Common test harness shape (all languages)¶
oracle = naive_sa(s) # Task 1
fast = build_sa(s) # Task 2 / 9
assert fast == oracle
assert sorted(fast) == range(len(s)) # permutation
lcp = build_lcp(s, fast) # Task 4
assert lcp == naive_lcp(s, fast)
assert distinct(s) == len({ s[i:j] for i in .. for j in .. }) # small n
Wire this harness once and run it over the fixture table plus a few hundred random {a,b} strings of length ≤ 30 on every change. It is the single most effective guard against regressions across the whole task set.
Worked reference values (use as fixtures)¶
Pin these in your test suite; they exercise the common edge cases:
| Input | SA | LCP | distinct | longest repeated |
|---|---|---|---|---|
"banana" | [5,3,1,0,4,2] | [0,1,3,0,0,2] | 15 | "ana" |
"aaa" | [2,1,0] | [0,1,2] | 3 | "aa" |
"abab" | [2,0,3,1] | [0,2,0,1] | 7 | "ab" |
"abc" | [0,1,2] | [0,0,0] | 6 | "" |
"a" | [0] | [0] | 1 | "" |
Verify your buildSA, buildLCP, distinctSubstrings, and longestRepeated against all five before submitting any task. The "aaa" and "abab" rows are the most discriminating: "aaa" maximizes adjacent LCP (catches the Kasai h-reset bug), and "abab" exercises periodic tie-breaking in the rank recompute.
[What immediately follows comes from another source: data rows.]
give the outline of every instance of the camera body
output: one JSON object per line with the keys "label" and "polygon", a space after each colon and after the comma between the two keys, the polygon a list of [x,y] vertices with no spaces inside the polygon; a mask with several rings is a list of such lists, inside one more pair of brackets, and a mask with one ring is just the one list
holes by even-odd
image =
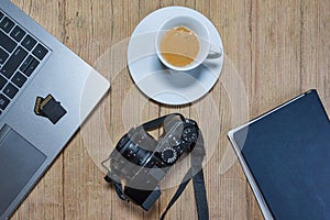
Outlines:
{"label": "camera body", "polygon": [[[164,132],[158,140],[147,133],[162,127]],[[119,196],[150,210],[161,196],[160,182],[176,162],[193,151],[198,135],[197,123],[180,114],[133,128],[110,154],[106,180],[120,187],[123,183],[123,190],[117,188]]]}

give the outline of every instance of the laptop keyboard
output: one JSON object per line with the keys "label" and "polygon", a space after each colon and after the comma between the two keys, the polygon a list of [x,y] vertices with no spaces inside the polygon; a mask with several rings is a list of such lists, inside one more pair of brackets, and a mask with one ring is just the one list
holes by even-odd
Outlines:
{"label": "laptop keyboard", "polygon": [[32,78],[48,52],[0,10],[0,114]]}

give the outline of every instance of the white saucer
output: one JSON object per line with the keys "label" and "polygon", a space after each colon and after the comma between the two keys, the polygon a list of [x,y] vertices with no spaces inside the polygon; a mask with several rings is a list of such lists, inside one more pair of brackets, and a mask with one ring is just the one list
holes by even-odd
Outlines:
{"label": "white saucer", "polygon": [[221,37],[210,20],[189,8],[168,7],[148,14],[135,28],[129,43],[128,65],[132,79],[144,95],[165,105],[186,105],[201,98],[215,86],[223,55],[207,59],[186,73],[174,73],[163,66],[154,46],[156,31],[165,19],[175,14],[189,14],[202,21],[209,29],[211,43],[223,51]]}

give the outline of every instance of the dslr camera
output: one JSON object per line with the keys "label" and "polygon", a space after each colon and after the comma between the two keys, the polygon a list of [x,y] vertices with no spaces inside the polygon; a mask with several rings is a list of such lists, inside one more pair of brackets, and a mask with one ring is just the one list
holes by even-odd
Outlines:
{"label": "dslr camera", "polygon": [[[163,133],[158,140],[147,133],[161,128]],[[178,113],[133,128],[102,162],[108,169],[105,179],[114,185],[121,199],[147,211],[161,196],[160,182],[176,162],[193,151],[198,136],[197,123]]]}

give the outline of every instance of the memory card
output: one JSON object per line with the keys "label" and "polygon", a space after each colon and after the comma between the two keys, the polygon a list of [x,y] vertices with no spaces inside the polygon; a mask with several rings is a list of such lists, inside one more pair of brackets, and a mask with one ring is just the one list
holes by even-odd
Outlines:
{"label": "memory card", "polygon": [[67,112],[52,95],[41,102],[40,109],[54,124]]}
{"label": "memory card", "polygon": [[44,98],[42,97],[36,97],[36,100],[35,100],[35,105],[34,105],[34,113],[36,116],[41,116],[41,117],[46,117],[44,114],[44,112],[40,109],[40,105],[44,101]]}

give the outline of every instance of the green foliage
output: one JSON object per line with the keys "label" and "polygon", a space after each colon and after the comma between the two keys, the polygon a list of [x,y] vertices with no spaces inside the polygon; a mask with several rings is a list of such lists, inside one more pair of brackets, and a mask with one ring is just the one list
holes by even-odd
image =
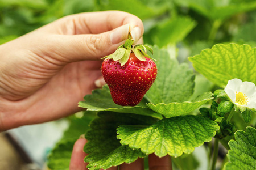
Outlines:
{"label": "green foliage", "polygon": [[139,150],[133,150],[121,144],[116,138],[116,129],[121,125],[148,126],[155,122],[154,118],[107,111],[100,112],[98,116],[98,118],[91,122],[91,130],[85,135],[88,142],[85,146],[84,151],[89,154],[85,158],[85,162],[90,162],[88,168],[107,169],[123,162],[133,162],[138,157],[146,156]]}
{"label": "green foliage", "polygon": [[115,104],[111,97],[110,91],[108,86],[104,86],[102,89],[93,91],[92,95],[85,96],[84,100],[79,102],[79,106],[87,108],[88,110],[108,110],[162,118],[160,115],[146,107],[146,103],[147,101],[145,99],[142,100],[138,105],[134,107],[122,107]]}
{"label": "green foliage", "polygon": [[189,6],[211,20],[224,20],[233,15],[256,8],[256,2],[253,0],[247,2],[236,0],[175,0],[175,2]]}
{"label": "green foliage", "polygon": [[117,138],[122,139],[122,144],[140,148],[147,155],[154,152],[159,157],[167,154],[177,157],[210,141],[218,129],[209,118],[185,116],[163,119],[148,127],[122,125],[117,128]]}
{"label": "green foliage", "polygon": [[148,103],[147,106],[152,110],[163,114],[165,117],[169,118],[187,114],[192,112],[213,99],[212,97],[212,95],[213,94],[210,92],[204,94],[196,99],[194,102],[170,103],[168,104],[158,103],[155,105],[152,103]]}
{"label": "green foliage", "polygon": [[[235,141],[236,140],[236,141]],[[228,158],[230,162],[226,163],[226,170],[255,169],[256,167],[256,129],[247,127],[246,131],[235,133],[235,140],[229,142],[230,150]]]}
{"label": "green foliage", "polygon": [[[188,17],[178,17],[158,24],[150,32],[150,42],[159,47],[183,40],[195,27],[196,22]],[[148,40],[148,41],[149,40]]]}
{"label": "green foliage", "polygon": [[188,101],[195,86],[193,71],[187,64],[171,59],[167,50],[156,46],[153,50],[158,75],[145,97],[154,104]]}
{"label": "green foliage", "polygon": [[[105,10],[119,10],[133,14],[142,19],[147,19],[155,15],[159,15],[164,12],[168,6],[166,4],[163,5],[158,5],[157,8],[155,8],[155,5],[160,3],[158,1],[154,1],[153,3],[145,1],[118,1],[109,0],[100,1],[97,0],[96,6],[101,11]],[[152,4],[153,3],[153,4]]]}
{"label": "green foliage", "polygon": [[243,120],[246,123],[248,123],[251,120],[251,114],[255,113],[255,110],[253,111],[249,108],[246,108],[244,112],[242,113]]}
{"label": "green foliage", "polygon": [[51,170],[69,169],[73,146],[79,137],[89,130],[88,125],[95,116],[95,113],[86,111],[84,114],[80,112],[69,117],[69,127],[48,158],[47,165]]}
{"label": "green foliage", "polygon": [[256,48],[247,45],[217,44],[189,57],[196,71],[218,86],[238,78],[256,83]]}
{"label": "green foliage", "polygon": [[[147,130],[151,132],[150,128],[164,127],[168,130],[173,129],[171,133],[174,134],[172,137],[174,139],[171,141],[174,143],[170,146],[180,145],[177,148],[177,150],[172,150],[168,152],[172,154],[171,155],[179,156],[182,152],[192,152],[195,146],[206,141],[204,139],[208,138],[207,141],[209,141],[208,139],[210,140],[210,137],[214,135],[213,128],[211,135],[205,136],[204,133],[198,134],[201,140],[199,141],[201,141],[200,144],[196,143],[197,141],[191,142],[193,138],[189,138],[192,134],[189,130],[197,132],[201,130],[200,127],[202,126],[196,128],[193,126],[189,129],[185,125],[187,124],[180,123],[180,121],[187,120],[188,117],[200,117],[204,120],[203,125],[210,122],[212,126],[209,128],[215,127],[217,129],[216,124],[218,124],[220,130],[217,131],[215,138],[222,139],[221,141],[225,139],[227,143],[229,139],[233,137],[236,128],[233,124],[226,121],[229,114],[224,112],[229,110],[230,107],[229,109],[227,105],[222,105],[224,103],[218,104],[213,102],[210,109],[201,108],[200,110],[205,116],[203,118],[198,116],[179,116],[189,114],[191,111],[196,114],[196,109],[202,105],[208,107],[207,101],[211,100],[212,94],[210,92],[205,94],[205,96],[202,94],[213,91],[216,88],[213,84],[225,86],[228,80],[234,78],[256,83],[255,48],[252,49],[247,45],[238,45],[246,44],[251,47],[255,46],[256,12],[245,13],[255,8],[256,2],[253,0],[0,0],[0,44],[67,15],[117,10],[130,12],[142,19],[145,31],[144,42],[166,48],[160,49],[156,46],[154,46],[152,57],[158,61],[156,62],[158,67],[158,76],[138,105],[124,107],[115,104],[106,86],[94,90],[92,95],[85,96],[85,100],[79,103],[80,107],[86,108],[88,111],[85,113],[86,116],[69,118],[71,123],[69,129],[65,132],[49,157],[48,165],[51,169],[68,169],[73,143],[80,134],[88,130],[89,122],[98,112],[100,112],[99,118],[93,121],[92,128],[87,134],[89,138],[94,135],[95,139],[91,138],[85,147],[85,149],[90,152],[85,159],[90,162],[91,169],[106,168],[124,162],[132,162],[138,157],[145,156],[146,153],[141,152],[141,149],[133,150],[129,145],[120,144],[120,141],[116,138],[116,128],[118,126],[121,126],[118,130],[126,130],[125,132],[129,134],[122,140]],[[229,44],[229,42],[236,44]],[[214,44],[224,42],[226,44],[217,44],[212,47]],[[175,52],[172,50],[170,44],[175,49]],[[212,49],[203,50],[201,54],[196,55],[200,54],[201,50],[212,47]],[[179,63],[187,62],[189,53],[190,56],[196,55],[189,58],[189,60],[195,69],[205,78],[197,73],[195,79],[190,63]],[[199,95],[201,97],[193,99]],[[223,92],[214,92],[214,97],[221,100],[218,103],[229,100]],[[255,125],[256,118],[254,110],[246,110],[239,115],[237,113],[234,113],[232,120],[238,129],[245,129],[249,124]],[[162,116],[171,118],[162,120]],[[176,117],[172,117],[173,116]],[[155,118],[160,121],[156,122]],[[248,123],[245,124],[242,118]],[[191,121],[188,121],[188,122]],[[172,126],[169,127],[168,124],[173,124],[174,127],[181,126],[182,128],[174,129]],[[248,128],[252,129],[252,128]],[[247,165],[255,163],[254,152],[247,152],[247,150],[250,148],[251,150],[255,150],[255,144],[247,142],[253,138],[253,135],[247,133],[255,130],[249,131],[248,129],[246,133],[237,132],[237,141],[230,142],[232,150],[229,152],[229,156],[231,163],[227,164],[227,169],[246,168],[241,160],[247,163]],[[128,130],[131,131],[128,131]],[[160,135],[164,138],[160,139],[166,139],[166,133],[168,131],[156,130],[154,134],[159,135],[158,133],[162,131],[163,133]],[[179,131],[183,134],[178,133]],[[183,134],[188,138],[187,140],[182,139],[181,142],[175,140]],[[129,138],[131,141],[134,141],[133,139],[136,139]],[[144,139],[138,138],[136,140],[140,142]],[[156,140],[158,141],[159,139],[156,138]],[[242,141],[246,143],[240,142]],[[139,148],[147,144],[154,144],[139,142],[131,143]],[[232,148],[233,145],[234,147]],[[180,146],[185,146],[185,147],[180,148]],[[242,149],[243,148],[246,148],[245,151],[247,155],[242,152],[245,151]],[[147,153],[152,152],[151,149],[148,148]],[[164,155],[164,151],[159,148],[155,150],[158,150],[155,151],[159,155]],[[239,157],[238,155],[240,154],[242,156]],[[206,157],[206,155],[202,156]],[[177,165],[185,162],[189,167],[187,168],[193,168],[192,167],[197,165],[193,164],[192,158],[189,158],[189,162],[180,159],[181,161],[177,162]],[[249,164],[247,160],[250,160]],[[252,165],[252,167],[255,166],[255,164]]]}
Suggested implementation order¶
- Task 1 (naive oracle) — your ground truth for everything else.
- Tasks 2–4 (doubling SA, rank, Kasai LCP) — the core engine.
- Task 5, 7 (distinct count, longest repeated) — LCP applications.
- Task 6 (search) and Task 8 (LCS) — query and concatenation patterns.
- Tasks 9–10 (radix doubling, RMQ) — performance and arbitrary-pair LCP.
- Advanced 11–15 and stretch C — build on the verified engine.
Do not start the advanced tasks until Tasks 1–4 pass the fixture table above in all three languages; almost every advanced bug traces back to a subtle SA or LCP construction error that the fixtures would have caught.
Each task must be implemented and tested in Go, Java, and Python, with identical outputs across all three on the same seeded inputs.